Atraída quizá, sin saberlo, por la fuerza del uno o por la belleza del otro, la señorita Taillefer repartía sus miradas furtivas y sus pensamientos secretos entre aquel cuarentón y el joven estudiante; pero ninguno de ellos parecía pensar en ella, por más que de un día a otro el azar pudiera cambiar su situación y hacer de ella un buen partido. Por otra parte, ninguna de aquellas personas se molestaba en comprobar si las desgracias alegadas por una de ellas eran falsas o verdaderas.

Todas tenían las unas para con las otras una indiferencia mezclada con una desconfianza que resultaba de sus situaciones respectivas. Se sabían impotentes para aliviar sus penas, y todas, al contárselas, habían agotado la copa de las condolencias. Parecidas a viejos cónyuges, ya no tenían nada que decirse. No les quedaba, pues, más que las relaciones de una vida mecánica, el juego de unos engranajes sin aceite. Todas debían pasar sin detenerse por delante de un ciego, escuchar sin emoción el relato de una desgracia, y ver en una muerte la solución de un problema de miseria que les dejaba indiferentes ante la más terrible agonía. La más feliz de estas almas desoladas era la señora Vauquer, que se hallaba en la presidencia de aquel hospicio libre. Sólo para ella aquel jardincillo, que el silencio y el frío, la sequía y la humedad hacían vasto como una estepa, era un risueño vergel. Sólo para ella poseía delicias aquella casa amarilla y sombría. Alimentaba a sus penados ejerciendo sobre ellos una autoridad respetada. ¿Dónde habrían podido aquellos pobres seres encontrar en París, por el precio que ella se los daba, unos alimentos sanos, suficientes, y un apartamento que ellos eran libres de convertir, si no en un apartamento elegante y cómodo, por lo menos limpio y salubre? Aunque ella se hubiera permitido una injusticia manifiesta, la víctima la habría soportado sin quejarse.

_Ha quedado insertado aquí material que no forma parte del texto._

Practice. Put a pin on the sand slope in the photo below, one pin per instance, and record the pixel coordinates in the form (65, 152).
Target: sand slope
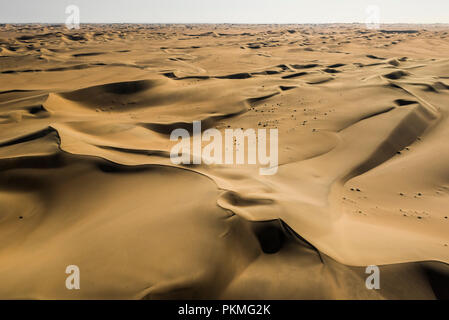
(86, 176)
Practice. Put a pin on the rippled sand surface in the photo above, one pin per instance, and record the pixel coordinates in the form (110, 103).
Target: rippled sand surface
(86, 177)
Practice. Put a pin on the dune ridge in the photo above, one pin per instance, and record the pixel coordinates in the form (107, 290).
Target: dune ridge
(86, 176)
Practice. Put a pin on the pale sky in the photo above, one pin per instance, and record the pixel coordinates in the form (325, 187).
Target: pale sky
(225, 11)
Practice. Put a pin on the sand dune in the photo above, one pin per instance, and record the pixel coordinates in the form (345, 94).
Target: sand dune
(86, 176)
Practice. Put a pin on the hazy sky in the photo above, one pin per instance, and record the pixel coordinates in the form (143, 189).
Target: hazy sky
(221, 11)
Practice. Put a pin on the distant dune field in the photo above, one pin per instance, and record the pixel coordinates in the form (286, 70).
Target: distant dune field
(86, 177)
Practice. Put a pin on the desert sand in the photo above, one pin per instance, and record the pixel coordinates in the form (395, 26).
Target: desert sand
(86, 177)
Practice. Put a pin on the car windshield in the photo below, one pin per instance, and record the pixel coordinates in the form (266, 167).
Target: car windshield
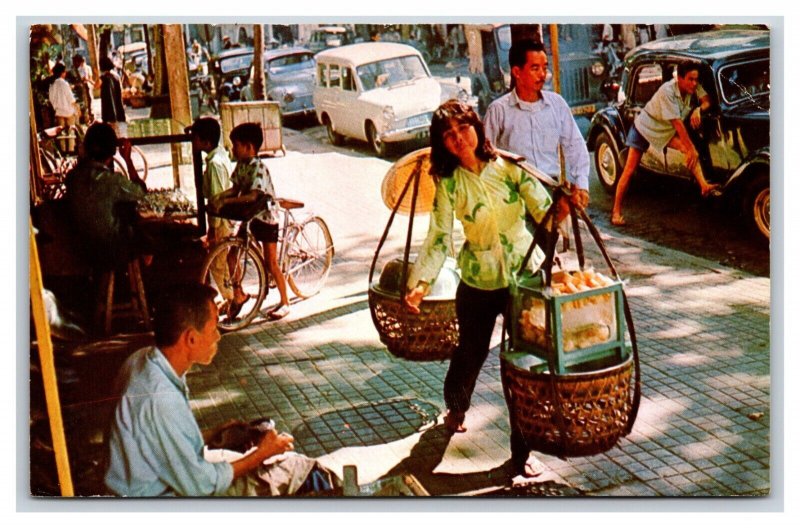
(290, 63)
(390, 72)
(744, 81)
(239, 62)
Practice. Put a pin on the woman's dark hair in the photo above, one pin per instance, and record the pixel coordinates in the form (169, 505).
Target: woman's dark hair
(443, 163)
(179, 308)
(100, 142)
(249, 133)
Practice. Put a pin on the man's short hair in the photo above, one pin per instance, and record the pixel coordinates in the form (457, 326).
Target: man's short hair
(685, 67)
(518, 54)
(100, 142)
(248, 133)
(179, 308)
(207, 129)
(58, 69)
(106, 64)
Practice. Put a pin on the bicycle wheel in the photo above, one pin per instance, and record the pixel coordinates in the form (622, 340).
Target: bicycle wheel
(240, 266)
(51, 186)
(309, 255)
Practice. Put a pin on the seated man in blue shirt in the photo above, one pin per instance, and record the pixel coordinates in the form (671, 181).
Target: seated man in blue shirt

Una reunión parecida debía ofrecer y ofrecía en miniatura los elementos de una sociedad completa. Entre los dieciocho comensales se encontraba, como en los colegios, como en el mundo, una pobre criatura rechazada, sobre la que llovían las bromas. Al comenzar el segundo año, esta figura convirtióse para Eugenio de Rastignac en la más destacada entre todas aquellas en medio de las cuales estaba condenado a vivir aún dos años. Esta figura era el antiguo fabricante de fideos, papá Goriot, sobre cuya cabeza un pintor, como el historiador, proyecta toda la luz del cuadro. ¿Por qué azar ese desprecio mezclado con odio, esa persecución mezclada con piedad, esa falta de respeto habían afectado al más antiguo de los huéspedes?

¿Había dado él lugar para algunos de aquellos ridículos que la gente perdona menos que los vicios? Estas preguntas afectan muy de cerca a las injusticias sociales. Quizás es propio de la naturaleza humana hacer soportarlo todo a aquel que todo lo sufre por humildad verdadera, por debilidad o por indiferencia. ¿No nos gusta acaso demostrar nuestra fuerza a expensas de alguien o de algo?

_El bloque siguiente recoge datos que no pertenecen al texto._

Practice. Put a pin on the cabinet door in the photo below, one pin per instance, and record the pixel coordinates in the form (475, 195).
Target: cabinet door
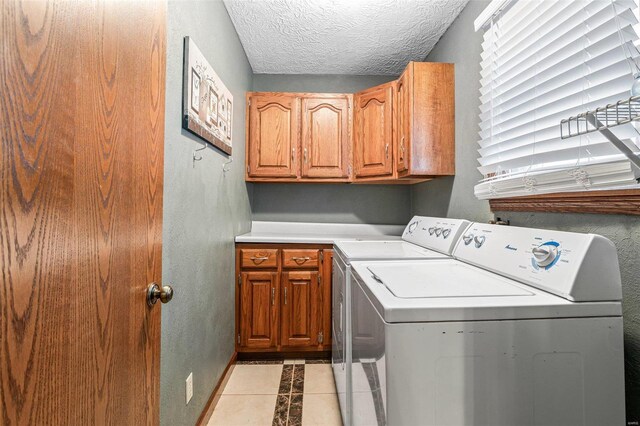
(374, 131)
(259, 312)
(325, 137)
(300, 308)
(273, 136)
(402, 119)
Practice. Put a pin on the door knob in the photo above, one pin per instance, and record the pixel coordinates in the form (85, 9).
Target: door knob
(155, 292)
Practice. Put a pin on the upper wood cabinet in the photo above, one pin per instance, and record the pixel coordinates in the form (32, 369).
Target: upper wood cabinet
(298, 137)
(325, 137)
(399, 132)
(274, 135)
(373, 122)
(425, 121)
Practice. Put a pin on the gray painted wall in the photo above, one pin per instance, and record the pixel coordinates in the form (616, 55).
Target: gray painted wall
(387, 204)
(204, 209)
(341, 203)
(454, 197)
(316, 83)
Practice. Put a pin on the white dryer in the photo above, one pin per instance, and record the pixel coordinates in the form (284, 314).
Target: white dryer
(525, 328)
(423, 238)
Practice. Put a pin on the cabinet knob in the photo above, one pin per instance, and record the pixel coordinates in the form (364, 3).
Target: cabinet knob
(155, 293)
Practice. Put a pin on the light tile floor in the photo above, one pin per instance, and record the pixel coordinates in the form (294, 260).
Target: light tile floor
(293, 393)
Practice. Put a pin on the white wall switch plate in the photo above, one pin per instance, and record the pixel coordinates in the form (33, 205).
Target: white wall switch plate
(189, 387)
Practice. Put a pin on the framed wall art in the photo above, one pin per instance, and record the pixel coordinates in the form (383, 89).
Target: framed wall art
(207, 104)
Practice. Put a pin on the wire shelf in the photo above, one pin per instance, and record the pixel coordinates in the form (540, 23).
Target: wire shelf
(602, 120)
(622, 112)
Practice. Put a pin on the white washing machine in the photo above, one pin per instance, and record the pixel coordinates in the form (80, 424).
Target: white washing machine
(423, 238)
(524, 328)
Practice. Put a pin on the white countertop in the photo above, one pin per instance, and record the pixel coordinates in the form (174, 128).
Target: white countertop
(317, 233)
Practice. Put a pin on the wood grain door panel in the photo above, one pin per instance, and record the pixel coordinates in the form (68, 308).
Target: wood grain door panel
(325, 137)
(81, 172)
(300, 258)
(403, 119)
(274, 135)
(258, 309)
(258, 258)
(300, 308)
(374, 132)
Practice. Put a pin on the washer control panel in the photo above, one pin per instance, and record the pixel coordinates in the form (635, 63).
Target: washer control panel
(434, 233)
(572, 265)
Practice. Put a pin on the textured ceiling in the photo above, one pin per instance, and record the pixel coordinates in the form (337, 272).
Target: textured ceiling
(367, 37)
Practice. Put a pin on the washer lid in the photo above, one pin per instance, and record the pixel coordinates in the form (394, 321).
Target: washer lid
(363, 250)
(444, 290)
(419, 280)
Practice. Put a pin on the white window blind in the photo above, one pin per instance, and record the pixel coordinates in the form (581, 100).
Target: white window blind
(544, 61)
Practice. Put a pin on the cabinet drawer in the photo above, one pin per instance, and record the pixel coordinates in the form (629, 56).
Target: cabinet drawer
(300, 258)
(258, 258)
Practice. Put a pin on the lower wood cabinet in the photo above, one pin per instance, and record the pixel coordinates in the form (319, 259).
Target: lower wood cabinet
(300, 308)
(283, 302)
(258, 309)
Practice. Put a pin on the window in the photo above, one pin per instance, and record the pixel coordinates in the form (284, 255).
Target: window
(544, 61)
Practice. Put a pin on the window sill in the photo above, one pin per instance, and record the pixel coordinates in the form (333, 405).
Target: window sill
(598, 202)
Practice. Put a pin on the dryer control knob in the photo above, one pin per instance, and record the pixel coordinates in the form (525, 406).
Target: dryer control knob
(544, 255)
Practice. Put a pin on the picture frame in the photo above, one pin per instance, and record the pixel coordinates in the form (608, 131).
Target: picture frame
(207, 104)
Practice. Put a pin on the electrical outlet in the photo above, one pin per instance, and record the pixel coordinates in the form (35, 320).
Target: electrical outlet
(189, 387)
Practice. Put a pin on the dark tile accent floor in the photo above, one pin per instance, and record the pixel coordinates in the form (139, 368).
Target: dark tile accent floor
(288, 411)
(260, 362)
(317, 361)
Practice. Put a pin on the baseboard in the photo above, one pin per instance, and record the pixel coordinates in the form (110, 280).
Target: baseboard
(217, 392)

Papá Goriot, anciano de sesenta y nueve años, habíase retirado a la casa de la señora Vauquer en 1813, después de haber abandonado los negocios. Primero había tomado el apartamento ocupado por la señora Couture, y pagaba entonces mil doscientos francos de pensión, como hombre para quien cinco luises más o menos eran una bagatela. La señora Vauquer había arreglado las tres habitaciones de aquel apartamento mediante una cantidad previa que pagó, según dicen, el valor de un mal mobiliario compuesto de cortinas de algodón amarillo, sillones de madera barnizada tapizados de terciopelo de Utrecht, algunas pinturas a la cola y unos papeles que las tabernas de los suburbios rechazaban. Quizá la despreocupada generosidad que puso en dejarse atrapar papá Goriot, que por aquel entonces era llamado respetuosamente señor Goriot, le hizo considerar como un imbécil que no entendía de negocios. Goriot llegó provisto de un guardarropa bien abastecido, el magnífico ajuar del negociante que no quiere privarse de nada al retirarse del comercio. La señora Vauquer había admirado dieciocho camisas muy finas, cuya calidad resaltaba aún más porque el antiguo fabricante de fideos llevaba en la pechera dos agujas unidas por una cadenilla, y cada una de las cuales llevaba un diamante de gran tamaño. Ordinariamente llevaba un traje azul, y todos los días se ponía chaleco de piqué blanco, bajo el cual fluctuaba su vientre piriforme y prominente, que hacía rebotar una pesada cadena de oro provista de dijes. Su petaca, también de oro, contenía un medallón lleno de cabellos que en apariencia le hacían culpable de algunas aventuras. Cuando su esposa le acusó de ser un tenorio, él dejó vagar sobre sus labios la alegre sonrisa del burgués que se siente halagado.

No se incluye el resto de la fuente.